Teodicea
Ser abstemio, a la fuerza, es igual a ser creyente, con la única diferencia de que el creyente tiene fe en un dios o un conjunto de divinidades o en un tótem, mientras que el abstemio sustenta su fe justamente en la ausencia de éstos, el abstemio cree que dejando de beber la vida puede encaminarse, pueden darle un buen trabajo con el que le será fácil encontrar una mujer y quizá hasta le alcance dinero para tener unos cuantos hijos. Pero el alcohol es un buen dios; cuesta mucho más que la limosna durante las misas pero vale la pena, es un dios mudo que empieza a hablarte directamente al cerebro, se mete en tu sangre y con el tiempo se empoza en el hígado, en los riñones, cuando orinas puedes verlo brotar de tu cuerpo mezclado con aguas ambarinas, aspirar su esencia mientras tu vejiga se va desinflando y el placer cubre tu cuerpo, miras tu rostro en el espejo y no eres tú, eres alguien que puede arrancarse el pulgar y no sentir absolutamente nada, pero tampoco conviertas tu relación con el alcohol en un dogma, puedes beber mucho, por horas, quizá un par de días, pero nunca pierdas la conciencia de tus actos. Claro, un poco de euforia no está mal, puedes controlarte con unos tiros bien encajados, yo mismo he bebido como si estuviera corriendo una maratón, pero creo que jamás he defraudado al alcohol dejando que me posea sin ser consciente de su efecto, por eso me deprime ver sujetos tirados en las calles, durmiendo junto a los postes, sin zapatos: a ellos mi dios los ha abandonado.
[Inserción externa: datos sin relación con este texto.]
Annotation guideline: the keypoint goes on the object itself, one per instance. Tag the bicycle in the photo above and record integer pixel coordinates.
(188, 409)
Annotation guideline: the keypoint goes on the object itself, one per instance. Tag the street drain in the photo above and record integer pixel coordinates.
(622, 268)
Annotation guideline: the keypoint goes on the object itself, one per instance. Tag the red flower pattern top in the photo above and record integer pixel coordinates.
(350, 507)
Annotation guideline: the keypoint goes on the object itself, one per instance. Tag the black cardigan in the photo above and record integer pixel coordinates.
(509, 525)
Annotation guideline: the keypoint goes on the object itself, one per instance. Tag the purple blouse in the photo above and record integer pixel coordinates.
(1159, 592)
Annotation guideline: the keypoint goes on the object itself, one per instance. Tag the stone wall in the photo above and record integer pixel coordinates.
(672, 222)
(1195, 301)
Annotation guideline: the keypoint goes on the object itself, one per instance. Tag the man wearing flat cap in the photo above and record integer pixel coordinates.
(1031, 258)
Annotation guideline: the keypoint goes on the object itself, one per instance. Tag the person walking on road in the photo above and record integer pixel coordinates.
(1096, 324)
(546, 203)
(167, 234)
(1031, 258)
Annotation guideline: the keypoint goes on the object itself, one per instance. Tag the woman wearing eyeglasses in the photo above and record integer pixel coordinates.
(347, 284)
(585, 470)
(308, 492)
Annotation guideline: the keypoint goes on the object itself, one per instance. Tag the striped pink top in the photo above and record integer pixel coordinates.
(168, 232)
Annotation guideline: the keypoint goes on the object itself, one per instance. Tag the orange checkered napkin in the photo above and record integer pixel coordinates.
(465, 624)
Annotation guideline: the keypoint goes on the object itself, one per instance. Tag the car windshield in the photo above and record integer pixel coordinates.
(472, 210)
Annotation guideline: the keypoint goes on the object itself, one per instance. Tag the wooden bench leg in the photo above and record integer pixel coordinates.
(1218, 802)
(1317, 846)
Dios no puede ser una botella de infame cienfuegos; creo que si mi dios existe es la botella de cerveza o de Jack Daniel’s que adoramos en un aquelarre, ¡jamás bebería algo que no se parezca al gozo!, ni tampoco me volvería un alcohólico inestable, jamás expulsaría a Dios de mi cuerpo sin que sus palabras me hayan tocado, una temporada creí en la sobriedad y todo empezó a derrumbarse, no podía respirar con normalidad, mi pulso se aceleraba sin causa aparente.
Esa noche soñé que el Hombre ponía un pie en la Luna
Una semana después de ver perdida la publicación de mi libro de poemas tuve la grandiosa idea de sentarme a la mesa y no levantarme hasta secar una botella de escocés. Mi esposa me alentaba desde la cama, pero pronto quiso que cumpliera con mis deberes de marido. «Lo haré, chata, créeme que sí», le dije, apurando un vaso y uno más. «Mañana no será a ti a quien se lo pida», me advirtió. «Haz lo que tengas que hacer». Me quedé dormido entre mis brazos. Cuando desperté, la botella parecía estar tan llena como al principio. Era casi la medianoche del día siguiente. La cena estaba servida, y éramos tres: mi hermano, mi mujer y yo. Luego de comer, mi mujer sopló las velas, tomó del antebrazo a mi hermano, lo condujo a nuestra habitación y se echó llave. Yo no hacía otra cosa que beber y pensar en el libro que pude haber publicado. Detrás de la puerta de mi habitación, mi cama gemía penosamente como un animal mordido por un cepo. Llamé a mi esposa. La volví a llamar. Cuando tuve su atención, le dije: «Trae los originales de mis poemas, tengo algo bueno que agregarles». Ella salió con su camisón apenas abotonado. Una película de sudor le cubría el cuerpo. «¡Nunca serás un Whitman!», me dijo, abofeteándome con los papeles mecanografiados. Esa noche soñé que el Hombre ponía un pie en la Luna y luego no podía poner el otro.